Also, this site says the same thing: http://www.expatica.com/ch/visas-and...ts_102462.html

"Usually, you can only work in Switzerland in a self-employment capacity if you hold a settlement permit. This means you need to have already lived in Switzerland for five years or in some cases, 10 years."

Not sure if it's different for me since my husband is an EU citizen, though, and I haven't read anything that gets that specific yet.
Wrong info. That is referring to non-EU nationals who are not dependents, but applying in their own right for a permit. It's quite clear that dependents of EU nationals have the right to work and/or be self-employed if they want.

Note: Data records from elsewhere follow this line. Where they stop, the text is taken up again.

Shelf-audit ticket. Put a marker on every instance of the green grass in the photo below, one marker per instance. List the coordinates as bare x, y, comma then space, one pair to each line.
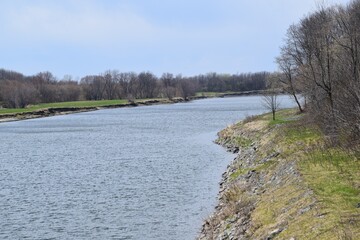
75, 104
242, 141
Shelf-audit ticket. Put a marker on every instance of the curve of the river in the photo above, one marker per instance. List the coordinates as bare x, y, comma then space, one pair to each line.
136, 173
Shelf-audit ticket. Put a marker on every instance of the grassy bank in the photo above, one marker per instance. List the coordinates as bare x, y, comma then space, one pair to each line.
293, 184
51, 109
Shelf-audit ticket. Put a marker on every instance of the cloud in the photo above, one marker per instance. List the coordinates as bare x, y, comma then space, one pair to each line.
83, 24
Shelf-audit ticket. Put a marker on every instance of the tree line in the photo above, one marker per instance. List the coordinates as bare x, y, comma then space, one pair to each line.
321, 59
18, 90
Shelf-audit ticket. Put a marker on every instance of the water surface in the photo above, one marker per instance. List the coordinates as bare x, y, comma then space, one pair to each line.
133, 173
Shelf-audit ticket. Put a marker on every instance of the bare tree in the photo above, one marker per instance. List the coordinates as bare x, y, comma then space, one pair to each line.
271, 102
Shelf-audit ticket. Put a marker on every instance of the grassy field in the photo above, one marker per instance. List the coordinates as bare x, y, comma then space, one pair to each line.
331, 172
322, 201
74, 104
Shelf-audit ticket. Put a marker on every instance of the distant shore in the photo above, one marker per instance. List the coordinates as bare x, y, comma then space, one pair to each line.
55, 111
61, 110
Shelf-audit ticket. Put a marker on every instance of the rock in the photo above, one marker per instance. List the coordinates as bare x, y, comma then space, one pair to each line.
273, 233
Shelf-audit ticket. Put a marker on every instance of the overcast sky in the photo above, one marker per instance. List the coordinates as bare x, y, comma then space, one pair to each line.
81, 37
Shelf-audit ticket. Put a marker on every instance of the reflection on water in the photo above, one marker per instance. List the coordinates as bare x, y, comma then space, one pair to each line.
135, 173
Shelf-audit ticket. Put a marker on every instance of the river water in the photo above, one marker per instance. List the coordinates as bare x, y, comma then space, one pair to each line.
129, 173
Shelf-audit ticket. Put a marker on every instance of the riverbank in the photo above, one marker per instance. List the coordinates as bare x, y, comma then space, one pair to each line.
49, 110
285, 183
62, 108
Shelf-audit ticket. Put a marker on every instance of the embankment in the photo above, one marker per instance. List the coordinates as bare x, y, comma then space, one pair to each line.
285, 183
48, 112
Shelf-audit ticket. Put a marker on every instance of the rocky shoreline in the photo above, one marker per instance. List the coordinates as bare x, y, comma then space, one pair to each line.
257, 180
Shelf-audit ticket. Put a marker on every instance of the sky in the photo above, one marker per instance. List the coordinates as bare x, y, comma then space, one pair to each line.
188, 37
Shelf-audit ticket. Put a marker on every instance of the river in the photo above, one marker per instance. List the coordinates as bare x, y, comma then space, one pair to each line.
129, 173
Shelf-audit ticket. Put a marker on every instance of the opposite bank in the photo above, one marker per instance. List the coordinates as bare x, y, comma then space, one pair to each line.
285, 183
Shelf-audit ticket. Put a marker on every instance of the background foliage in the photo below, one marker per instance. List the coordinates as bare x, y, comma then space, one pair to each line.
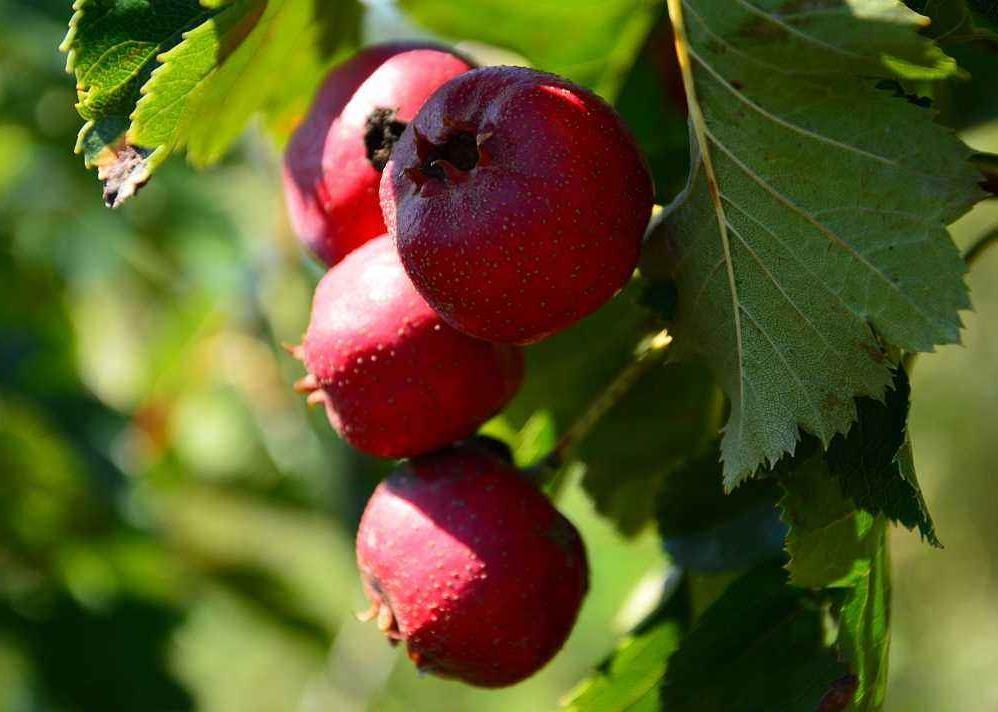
175, 527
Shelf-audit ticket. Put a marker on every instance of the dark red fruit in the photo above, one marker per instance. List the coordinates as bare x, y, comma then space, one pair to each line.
471, 566
334, 160
518, 201
396, 381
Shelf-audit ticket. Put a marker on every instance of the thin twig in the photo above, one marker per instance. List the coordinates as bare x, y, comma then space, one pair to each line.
649, 353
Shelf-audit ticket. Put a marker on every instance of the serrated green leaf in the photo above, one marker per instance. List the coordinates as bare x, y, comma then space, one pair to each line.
597, 39
873, 461
864, 631
762, 645
959, 20
830, 542
154, 77
227, 69
629, 680
814, 218
704, 529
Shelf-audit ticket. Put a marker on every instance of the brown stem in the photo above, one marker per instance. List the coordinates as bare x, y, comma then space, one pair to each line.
648, 354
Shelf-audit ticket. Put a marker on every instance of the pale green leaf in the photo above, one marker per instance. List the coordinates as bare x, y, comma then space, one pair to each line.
830, 542
629, 680
864, 630
814, 218
592, 42
155, 77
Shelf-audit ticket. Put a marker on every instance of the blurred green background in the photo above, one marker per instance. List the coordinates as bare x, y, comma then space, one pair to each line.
176, 528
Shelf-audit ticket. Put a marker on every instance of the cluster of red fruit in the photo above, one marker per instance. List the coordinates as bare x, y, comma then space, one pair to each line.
463, 212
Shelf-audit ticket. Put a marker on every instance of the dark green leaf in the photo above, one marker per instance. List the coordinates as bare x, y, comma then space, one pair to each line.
959, 20
762, 646
669, 414
630, 679
830, 542
815, 213
596, 39
873, 461
155, 77
704, 529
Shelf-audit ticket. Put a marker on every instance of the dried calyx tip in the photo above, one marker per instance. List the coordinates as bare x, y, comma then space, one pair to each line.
382, 131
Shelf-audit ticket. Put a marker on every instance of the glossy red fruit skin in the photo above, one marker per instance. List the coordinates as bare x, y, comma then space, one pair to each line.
330, 186
396, 381
469, 564
545, 227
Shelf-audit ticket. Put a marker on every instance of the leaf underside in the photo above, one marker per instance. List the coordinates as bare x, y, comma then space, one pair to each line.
812, 229
761, 646
157, 77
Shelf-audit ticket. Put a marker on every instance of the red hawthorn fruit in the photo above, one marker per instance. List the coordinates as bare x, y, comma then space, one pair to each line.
469, 564
518, 202
333, 162
395, 379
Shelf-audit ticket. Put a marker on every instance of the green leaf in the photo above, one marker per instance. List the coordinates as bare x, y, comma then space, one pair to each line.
597, 40
864, 630
955, 21
704, 529
670, 413
873, 461
830, 542
763, 645
814, 217
156, 77
630, 679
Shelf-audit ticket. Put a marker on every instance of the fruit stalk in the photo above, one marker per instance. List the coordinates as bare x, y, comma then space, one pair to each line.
649, 352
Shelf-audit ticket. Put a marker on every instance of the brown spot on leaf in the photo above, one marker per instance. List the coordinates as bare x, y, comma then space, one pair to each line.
124, 169
839, 695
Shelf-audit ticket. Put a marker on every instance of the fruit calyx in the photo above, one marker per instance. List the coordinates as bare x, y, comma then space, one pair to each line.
451, 159
382, 130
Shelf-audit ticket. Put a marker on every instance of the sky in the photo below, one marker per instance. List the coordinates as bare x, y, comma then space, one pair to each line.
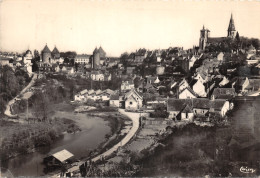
119, 26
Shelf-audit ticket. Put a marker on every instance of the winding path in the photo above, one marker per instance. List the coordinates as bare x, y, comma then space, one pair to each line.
135, 120
11, 102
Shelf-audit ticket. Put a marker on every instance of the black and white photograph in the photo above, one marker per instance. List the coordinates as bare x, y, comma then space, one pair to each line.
129, 88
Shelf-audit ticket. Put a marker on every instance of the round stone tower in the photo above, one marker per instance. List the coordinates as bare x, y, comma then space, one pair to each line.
46, 55
96, 59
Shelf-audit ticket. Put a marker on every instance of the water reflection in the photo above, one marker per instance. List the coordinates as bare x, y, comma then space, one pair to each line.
80, 144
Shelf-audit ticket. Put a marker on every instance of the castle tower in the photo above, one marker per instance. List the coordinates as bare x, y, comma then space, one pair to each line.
96, 59
204, 35
231, 28
46, 54
55, 53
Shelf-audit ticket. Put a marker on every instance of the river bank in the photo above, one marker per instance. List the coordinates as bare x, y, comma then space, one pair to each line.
91, 140
214, 151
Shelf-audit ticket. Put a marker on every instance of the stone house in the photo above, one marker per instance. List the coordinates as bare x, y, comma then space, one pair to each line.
133, 100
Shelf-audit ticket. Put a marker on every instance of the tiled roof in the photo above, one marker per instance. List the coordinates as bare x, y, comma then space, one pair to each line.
46, 49
220, 92
200, 103
190, 90
114, 97
187, 109
177, 104
83, 56
55, 50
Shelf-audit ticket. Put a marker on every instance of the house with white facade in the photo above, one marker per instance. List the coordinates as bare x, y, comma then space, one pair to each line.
82, 59
187, 93
133, 100
127, 85
199, 88
183, 84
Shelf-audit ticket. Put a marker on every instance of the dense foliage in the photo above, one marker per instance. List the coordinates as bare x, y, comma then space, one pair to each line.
11, 83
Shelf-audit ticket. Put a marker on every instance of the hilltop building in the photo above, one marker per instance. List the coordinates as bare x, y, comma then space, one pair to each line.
98, 55
46, 55
205, 38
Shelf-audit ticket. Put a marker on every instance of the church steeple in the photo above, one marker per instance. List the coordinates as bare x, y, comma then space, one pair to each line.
231, 28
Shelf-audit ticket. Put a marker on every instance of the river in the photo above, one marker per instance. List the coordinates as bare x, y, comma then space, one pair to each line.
215, 151
80, 144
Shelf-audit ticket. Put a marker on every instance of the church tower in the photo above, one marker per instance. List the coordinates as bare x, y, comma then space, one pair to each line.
231, 28
204, 35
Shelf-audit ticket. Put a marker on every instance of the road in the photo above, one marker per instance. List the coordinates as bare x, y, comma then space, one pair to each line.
135, 120
11, 102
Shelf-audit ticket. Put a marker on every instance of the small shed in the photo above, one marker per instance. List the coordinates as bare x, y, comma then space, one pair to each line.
58, 158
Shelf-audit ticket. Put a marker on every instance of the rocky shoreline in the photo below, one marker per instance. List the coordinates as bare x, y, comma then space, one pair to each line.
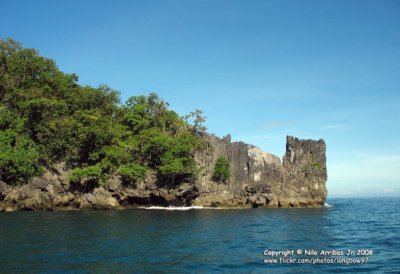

"Access to the labour market
Regardless of their nationality, persons who come to Switzerland by virtue of family reunification have the right to seek employment anywhere in Switzerland and in the branch of their choice. They may also work in a self-employed capacity."

https://www.sem.admin.ch/content/dam...nnachzug-e.pdf

"Art. 46 Employment of spouses and children

The spouse and children of a Swiss national or of a person with a permanent residence permit or a residence permit (Art. 42-44) may work on a salaried or self-employed basis anywhere in Switzerland."

https://www.admin.ch/opc/en/classifi...232/index.html

Permanent residence permit is C, residence permit is B.

If you want to be self-employed you'll need to present your business plan to the cantonal migration office, along with proof that you have sufficient funds to keep the business running while it gets established. If they're happy you can be self-employed, if they're not you can't.

https://www.kmu.admin.ch/kmu/en/home...efta-area.html

This is the difference between a C permit holder and a B permit holder. The C permit holder doesn't have to get permission to be self-employed, the B permit holder does.